Playing a sport can help you keep fit and, as Dave Webb tells Lisa Kjellsson, the camaraderie provides vital support when you have a heart condition.

“It keeps you motivated, as you fall into a routine of going to regular training sessions,” says BHF Physical Activity Specialist Lisa Purcell. “If you’re doing something on your own, it’s easy to skip a session. Team sports are brilliant because you have a responsibility to turn up.”

Dave Webb, an IT contractor, took up hockey in his early 30s after leaving the Royal Air Force, when he heard about a team looking for a goalkeeper. Almost two decades later, he’s still playing competitive hockey despite having undergone heart bypass surgery.

Dave, 59, was diagnosed with angina in 2009 after experiencing breathlessness while on holiday. His doctors initially told him he’d need a stent, but when they went to fit it, they decided he would need a quadruple bypass instead. He feared it would mean the end of his career playing competitive hockey for Cirencester.

Team sports are brilliant because you have a responsibility to turn up

Many of his teammates visited him while he was unable to play. “They supported me by encouraging me to get fit,” says Dave, who returned to playing hockey 12 weeks after surgery, with his surgeon’s consent.

Six months after his surgery, he was selected for the over-55s England team. “It took about two and a half months before I felt like my old self again,” he says.

“I didn’t think I would get back to the standard that I had achieved before my surgery. However, I was determined to get myself back to fitness as soon as possible.”

Dave played in the 2010 FIH Masters Hockey World Cup in Edinburgh and again in this year’s tournament in Rotterdam, in which the over-55s team beat the Netherlands in the final. “To play for the veterans and win the World Cup is amazing,” he says.

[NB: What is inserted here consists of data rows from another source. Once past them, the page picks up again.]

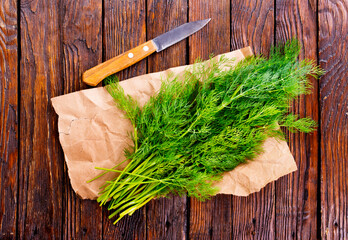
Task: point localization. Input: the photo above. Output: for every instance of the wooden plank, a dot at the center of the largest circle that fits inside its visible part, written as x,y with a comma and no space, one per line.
252,23
8,118
124,29
41,161
211,219
166,218
296,194
82,49
334,118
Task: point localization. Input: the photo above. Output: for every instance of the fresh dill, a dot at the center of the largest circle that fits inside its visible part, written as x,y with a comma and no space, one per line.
205,124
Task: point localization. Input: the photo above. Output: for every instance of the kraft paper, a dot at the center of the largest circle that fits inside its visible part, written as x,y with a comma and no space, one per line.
94,133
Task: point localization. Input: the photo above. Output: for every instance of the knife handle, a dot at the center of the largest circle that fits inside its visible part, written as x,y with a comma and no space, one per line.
96,74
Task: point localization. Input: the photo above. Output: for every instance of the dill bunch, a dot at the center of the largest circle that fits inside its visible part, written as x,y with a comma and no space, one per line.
205,124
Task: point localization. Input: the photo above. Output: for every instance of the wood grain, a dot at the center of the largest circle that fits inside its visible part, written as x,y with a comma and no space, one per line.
8,119
333,51
210,219
252,23
81,38
124,29
41,161
166,218
296,194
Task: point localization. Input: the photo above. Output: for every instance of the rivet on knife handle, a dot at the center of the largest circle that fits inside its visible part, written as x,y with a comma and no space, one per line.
96,74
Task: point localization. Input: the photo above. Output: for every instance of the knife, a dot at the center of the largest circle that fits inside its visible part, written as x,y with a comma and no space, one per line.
96,74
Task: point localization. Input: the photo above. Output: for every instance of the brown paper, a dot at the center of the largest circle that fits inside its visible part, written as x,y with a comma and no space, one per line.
94,133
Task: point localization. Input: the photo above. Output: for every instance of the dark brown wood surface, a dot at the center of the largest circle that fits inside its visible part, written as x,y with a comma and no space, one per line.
45,46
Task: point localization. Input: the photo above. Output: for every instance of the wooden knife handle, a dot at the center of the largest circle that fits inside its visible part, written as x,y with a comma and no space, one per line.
96,74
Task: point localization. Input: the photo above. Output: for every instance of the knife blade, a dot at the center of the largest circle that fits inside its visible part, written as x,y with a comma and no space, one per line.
96,74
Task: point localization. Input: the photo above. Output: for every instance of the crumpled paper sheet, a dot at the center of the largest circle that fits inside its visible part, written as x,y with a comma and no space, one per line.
94,133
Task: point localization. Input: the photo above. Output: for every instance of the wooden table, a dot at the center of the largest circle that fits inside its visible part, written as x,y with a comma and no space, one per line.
46,45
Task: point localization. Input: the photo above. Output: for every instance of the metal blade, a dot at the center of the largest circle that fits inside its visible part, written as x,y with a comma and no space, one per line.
177,34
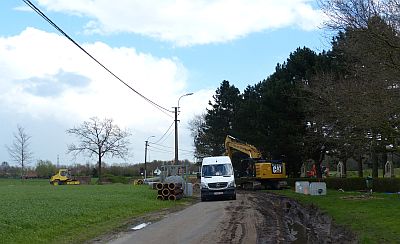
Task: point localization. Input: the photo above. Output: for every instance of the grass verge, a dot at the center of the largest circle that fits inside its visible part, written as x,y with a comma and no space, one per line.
373,218
33,211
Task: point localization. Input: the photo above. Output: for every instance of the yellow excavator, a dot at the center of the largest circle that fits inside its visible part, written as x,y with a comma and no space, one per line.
268,173
63,177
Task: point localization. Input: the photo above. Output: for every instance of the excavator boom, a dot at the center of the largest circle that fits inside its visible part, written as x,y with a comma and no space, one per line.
267,172
233,143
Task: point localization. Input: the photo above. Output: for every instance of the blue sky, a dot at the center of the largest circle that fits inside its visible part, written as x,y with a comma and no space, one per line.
161,48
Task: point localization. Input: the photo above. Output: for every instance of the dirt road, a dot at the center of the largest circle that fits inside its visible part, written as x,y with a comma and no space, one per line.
255,217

How rugby has benefited Lydia Plaza

Lydia Plaza - Rugby playerHaving a heart condition hasn't stopped Lydia, 19, from playing rugby.

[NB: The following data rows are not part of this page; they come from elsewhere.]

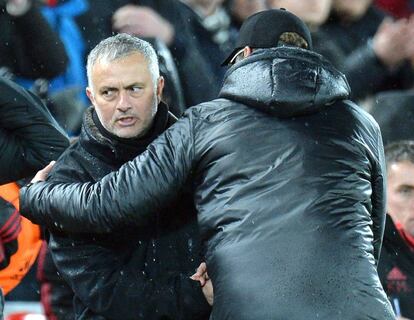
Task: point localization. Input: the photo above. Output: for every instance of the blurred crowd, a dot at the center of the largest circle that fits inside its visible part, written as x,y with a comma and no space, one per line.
45,43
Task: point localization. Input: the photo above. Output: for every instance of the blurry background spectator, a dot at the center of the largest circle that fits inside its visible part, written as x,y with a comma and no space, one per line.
29,139
170,21
241,9
396,266
394,112
376,49
28,46
397,8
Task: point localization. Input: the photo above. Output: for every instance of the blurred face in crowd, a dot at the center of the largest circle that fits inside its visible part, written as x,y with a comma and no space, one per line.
124,95
351,9
241,9
313,12
400,194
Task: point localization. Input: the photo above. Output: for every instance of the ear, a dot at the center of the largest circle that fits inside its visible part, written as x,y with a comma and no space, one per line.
90,95
160,88
247,51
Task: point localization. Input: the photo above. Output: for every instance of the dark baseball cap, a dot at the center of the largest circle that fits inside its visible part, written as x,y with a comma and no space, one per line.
263,29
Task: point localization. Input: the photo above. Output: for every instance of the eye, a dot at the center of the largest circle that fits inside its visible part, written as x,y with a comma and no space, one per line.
108,93
136,90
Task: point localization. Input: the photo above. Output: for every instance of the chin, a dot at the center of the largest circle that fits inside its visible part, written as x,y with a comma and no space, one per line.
128,134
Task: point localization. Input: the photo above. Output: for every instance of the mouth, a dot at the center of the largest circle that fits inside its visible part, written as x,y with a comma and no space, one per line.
126,121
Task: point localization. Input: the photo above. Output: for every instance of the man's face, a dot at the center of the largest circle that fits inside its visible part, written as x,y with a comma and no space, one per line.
400,193
123,94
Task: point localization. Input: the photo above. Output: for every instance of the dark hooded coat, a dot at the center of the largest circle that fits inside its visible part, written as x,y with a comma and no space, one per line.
289,187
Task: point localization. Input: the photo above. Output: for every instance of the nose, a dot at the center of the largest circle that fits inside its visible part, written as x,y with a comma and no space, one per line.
124,104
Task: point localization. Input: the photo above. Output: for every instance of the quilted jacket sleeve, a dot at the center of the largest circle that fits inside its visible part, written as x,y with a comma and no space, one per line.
125,197
29,136
378,199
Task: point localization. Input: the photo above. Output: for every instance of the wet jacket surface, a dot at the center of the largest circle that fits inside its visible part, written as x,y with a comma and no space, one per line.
133,273
288,181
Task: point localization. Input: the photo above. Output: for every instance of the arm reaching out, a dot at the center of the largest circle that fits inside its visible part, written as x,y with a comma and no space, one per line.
125,197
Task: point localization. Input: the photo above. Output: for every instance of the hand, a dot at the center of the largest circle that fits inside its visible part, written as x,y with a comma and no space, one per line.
143,22
41,175
202,277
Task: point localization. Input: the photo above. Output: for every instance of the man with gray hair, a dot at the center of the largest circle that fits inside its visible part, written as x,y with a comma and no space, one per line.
131,273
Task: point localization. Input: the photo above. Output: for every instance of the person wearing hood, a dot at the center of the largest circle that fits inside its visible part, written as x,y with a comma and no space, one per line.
288,179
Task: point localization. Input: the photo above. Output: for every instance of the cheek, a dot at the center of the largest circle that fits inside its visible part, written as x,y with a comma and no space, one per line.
105,112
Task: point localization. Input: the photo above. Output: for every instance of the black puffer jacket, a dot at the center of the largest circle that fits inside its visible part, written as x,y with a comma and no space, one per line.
291,207
29,136
136,274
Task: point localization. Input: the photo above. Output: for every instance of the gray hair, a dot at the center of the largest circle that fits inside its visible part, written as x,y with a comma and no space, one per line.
119,46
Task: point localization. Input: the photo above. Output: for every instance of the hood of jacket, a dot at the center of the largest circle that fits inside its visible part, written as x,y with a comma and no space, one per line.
285,82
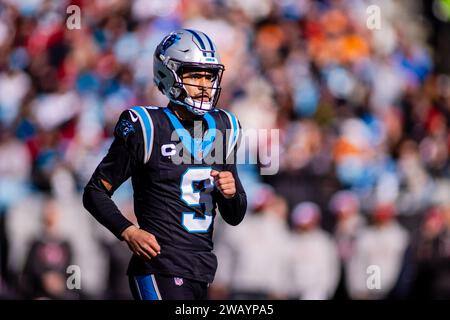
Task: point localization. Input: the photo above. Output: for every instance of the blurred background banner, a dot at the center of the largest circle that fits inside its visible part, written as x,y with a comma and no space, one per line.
360,94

Playing as part of a team can also help expand your social network. “Recreational sports are particularly good because of the social support and the confidence they give you,” says Purcell.

Lydia Plaza, 19, is a case in point. When she started at the University of Northumbria, she joined the rugby team. “It makes me want to eat healthily and look after myself,” says the Derby native. “The social side is great too; I’ve made lots of really good friends.”

Lydia, who studies international business management and Spanish, goes to the gym regularly and attends rugby training twice a week. She also suffers from occasional episodes of a rapid heart rate that can last for hours. When she was first diagnosed, Lydia worried she wouldn’t be able to continue with rugby, but the cardiologist assured her that her episodes of rapid heart rate were not life threatening or related to physical activity. Lydia is currently being assessed to decide whether she will need a cardiac ablation or regular medication.

Joining the rugby team is the best thing I've done

In the meantime, her teammates watch out for her if she feels unwell. “One time during training, I had to go to hospital to get an ECG – my teammates took me and were really worried,” she says. “When I told them about my diagnosis, they didn’t want me to play. Now, if I feel like it’s going to start, they tell me to sit down and really look after me.”

Lydia says her teammates have been a fantastic support network. “We all go to the gym and training together,” she says. “They’re some of my best friends.”